YYYY-MM-DD-T-HH-mm-ss Edge NSX 2465 - [nsx@6876 comp="nsx-edge" subcomp="node-mgmt" username="root" level="WARNING" eventFeatureName="infrastructure_service" eventType="edge_service_status_changed" eventSev="warning" eventState="On" entId="5df5a1d5-####-####-####-a75c9651bff4"] The service nsd changed from STARTED to STOPPED.

YYYY-MM-DD-T-HH-mm-ss Edge NSX 2465 - [nsx@6876 comp="nsx-edge" subcomp="node-mgmt" username="root" level="WARNING" eventFeatureName="infrastructure_service" eventType="edge_service_status_changed" eventSev="warning" eventState="On" entId="0e2e2ee3-####-####-####-af60f0f0f28e"] The service dataplane changed from STARTED to STOPPED.

YYYY-MM-DD-T-HH-mm-ss Edge NSX 2465 - [nsx@6876 comp="nsx-edge" subcomp="node-mgmt" username="root" level="WARNING" eventFeatureName="infrastructure_service" eventType="edge_service_status_changed" eventSev="warning" eventState="On" entId="5f0d6336-####-####-####-b8f3f24e5153"] The service router-config changed from STARTED to STOPPED.

YYYY-MM-DD-T-HH-mm-ss Edge NSX 2465 - [nsx@6876 comp="nsx-edge" subcomp="node-mgmt" username="root" level="WARNING" eventFeatureName="infrastructure_service" eventType="edge_service_status_changed" eventSev="warning" eventState="On" entId="dbac7a8d-####-####-####-7a40cd94744c"] The service nestdb changed from STARTED to STOPPED.

YYYY-MM-DD-T-HH-mm-ss Edge NSX 2465 - [nsx@6876 comp="nsx-edge" subcomp="node-mgmt" username="root" level="WARNING" eventFeatureName="infrastructure_service" eventType="edge_service_status_changed" eventSev="warning" eventState="On" entId="acb9e1ec-####-####-####-05f72e472491"] The service dispatcher changed from STARTED to STOPPED.

No corresponding syslog events exist for a transition from "STOPPED to STARTED"

Local verification via >get services on the affected Edge node confirms all services remain in a running state.

No core-dumps generated for any service crashed (>get core-dumps).

The alarm appears to be a false-positive where logs indicate services are STOPPED without an actual change in service state.

Environment

VMware NSX

Cause

Current alarm implementation expects systemctl to return valid output at all times.
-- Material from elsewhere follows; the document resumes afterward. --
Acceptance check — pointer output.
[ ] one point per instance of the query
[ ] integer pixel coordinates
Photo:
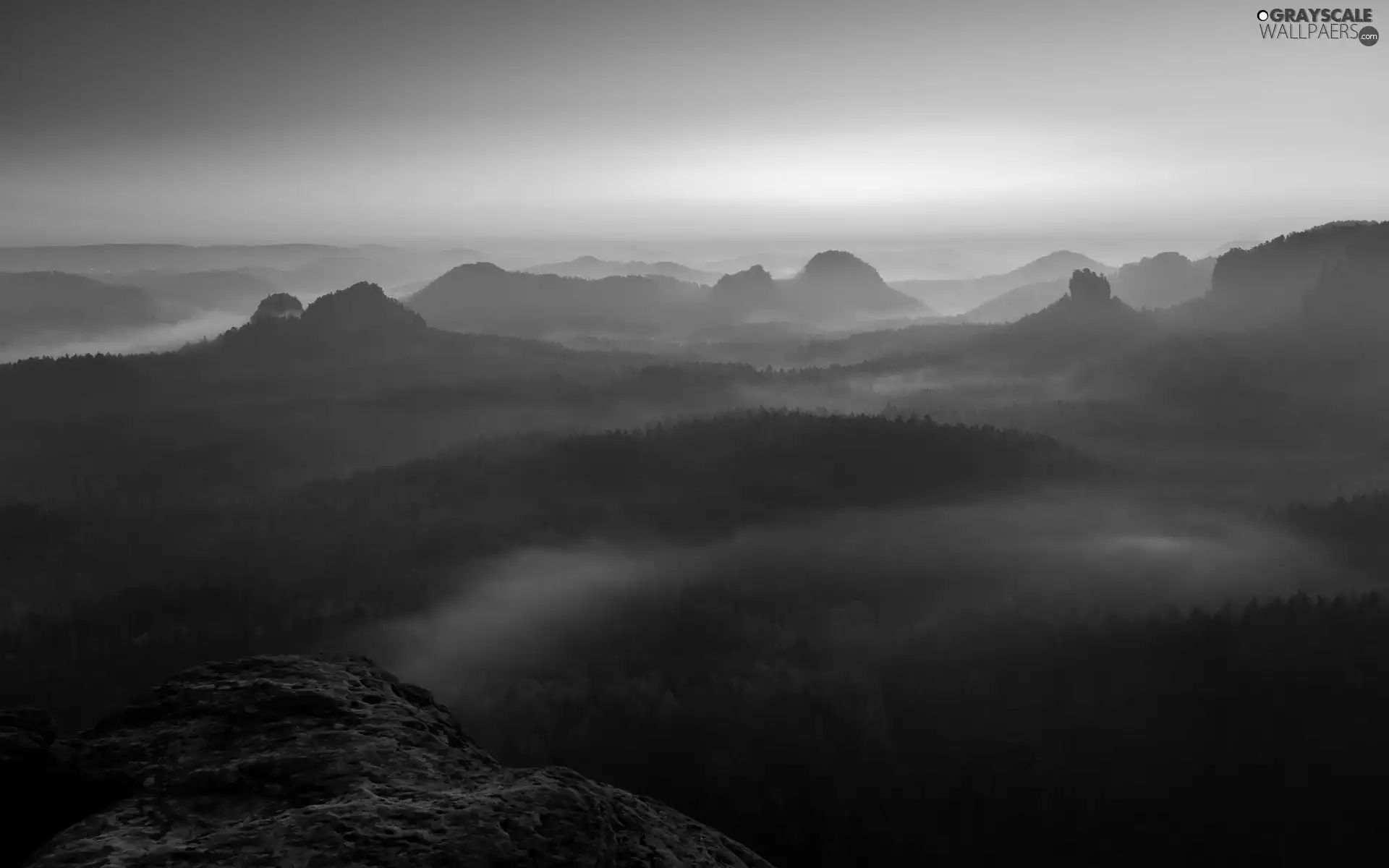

In the event of a command execution failure, a false-positive alarm is raised even though the service remains running and healthy.

Resolution

This will fix in VMware NSX 4.2.4 and VMware NSX 9.1.1.

Workaround: Execute > get services command from problematic edge node admin cli. If all services are reported as running, the alarm is a false-positive and can be manually resolved/cleared within the NSX Manager UI.

The fix involves a logic update to the monitoring agent's alarm implementation. The agent now validates the specific systemctl exit codes and only triggers an edge_service_status_changed alarm if the service is explicitly reported as inactive or crashed. For any other failures in the execution of the systemctl command (such as timeouts or shell errors), the alarm will not be raised, effectively eliminating the false-positive transitions from STARTED to STOPPED.